Post-quantum private keys are larger than ECDSA keys. A Dilithium Level 3 private key is approximately 4 KB versus 32 bytes for secp256k1. Hardware wallet firmware and seed-phrase derivation standards will need to accommodate this. Projects building quantum-resistant custody infrastructure now, before Q-day, avoid the rushed migration problem.

Hybrid Schemes During the Transition Period

The recommended migration approach is a hybrid model: sign transactions with both a classical ECDSA key and a post-quantum key simultaneously. Verifiers accept the transaction only if both signatures are valid. This preserves compatibility with existing Ethereum infrastructure while adding quantum resistance as a second layer.
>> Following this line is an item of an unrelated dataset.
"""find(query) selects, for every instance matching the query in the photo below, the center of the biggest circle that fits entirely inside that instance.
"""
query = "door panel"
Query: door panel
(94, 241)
It is the approach endorsed by NIST and several national cybersecurity agencies for the transition period.

One example of a project addressing this architecture directly is BMIC.ai, which is building a quantum-resistant wallet using lattice-based, NIST PQC-aligned cryptography, specifically designed to protect digital asset holdings against Q-day exposure.

---

Practical Steps USD0 Holders Can Take Now

Waiting for Ethereum's base layer to solve post-quantum security is a passive strategy with an uncertain timeline. Holders who want to reduce exposure can act at the wallet layer today.
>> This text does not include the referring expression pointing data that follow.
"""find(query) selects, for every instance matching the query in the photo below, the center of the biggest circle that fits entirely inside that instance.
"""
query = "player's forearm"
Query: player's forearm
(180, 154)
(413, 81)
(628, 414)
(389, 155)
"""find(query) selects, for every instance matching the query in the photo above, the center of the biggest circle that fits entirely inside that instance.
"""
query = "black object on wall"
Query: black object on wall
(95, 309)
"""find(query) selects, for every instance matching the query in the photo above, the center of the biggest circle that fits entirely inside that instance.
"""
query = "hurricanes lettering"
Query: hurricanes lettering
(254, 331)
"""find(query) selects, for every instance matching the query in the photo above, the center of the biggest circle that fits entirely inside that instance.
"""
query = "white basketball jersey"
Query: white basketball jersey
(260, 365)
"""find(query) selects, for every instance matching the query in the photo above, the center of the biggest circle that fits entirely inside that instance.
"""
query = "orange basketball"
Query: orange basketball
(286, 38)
1. Audit address exposure. Check whether your primary holding addresses have ever broadcast a signed transaction. If yes, the public key is permanently on-chain. Consider migrating to a fresh address.
2. Minimise address reuse. Every outbound transaction from an address exposes its public key. Using different receive addresses reduces the surface area.
3. Monitor Ethereum PQC developments. Track EIP-7560 and related EIPs for mainnet deployment signals. Set a personal threshold for when you will upgrade wallet infrastructure.
4. Evaluate quantum-resistant custody options. Hardware wallets and software wallets that implement NIST PQC standards are beginning to emerge. Evaluate them on the basis of FIPS 204/205 compliance and open-source auditability.
5. Consider collateral exposure separately. For large USD0 positions, consider the risk that governance or custodial addresses are compromised at Q-day, not just your own wallet key.
6. Stay current on CRQC progress. IBM, Google, and national labs publish roadmaps for qubit counts and error-correction milestones. A meaningful step-change in those numbers is an early warning signal.

---

Summary: The Honest Assessment

USD0 is cryptographically exposed to Q-day in exactly the same way every other ERC-20 asset is. The stablecoin's collateral model is sound by conventional financial standards, but it is built entirely on an ECDSA signature foundation that Shor's algorithm will eventually break. Usual has not published a post-quantum migration plan, which is consistent with the broader EVM ecosystem but does not reduce the underlying risk.

The question "is Usual USD quantum safe?" has a clear answer: no, not currently. The follow-up question, "does it matter right now?", depends entirely on your view of the Q-day timeline, your position size, and your personal risk tolerance. For institutional or long-duration holders, the harvest-now, decrypt-later threat makes the risk present-tense, not hypothetical.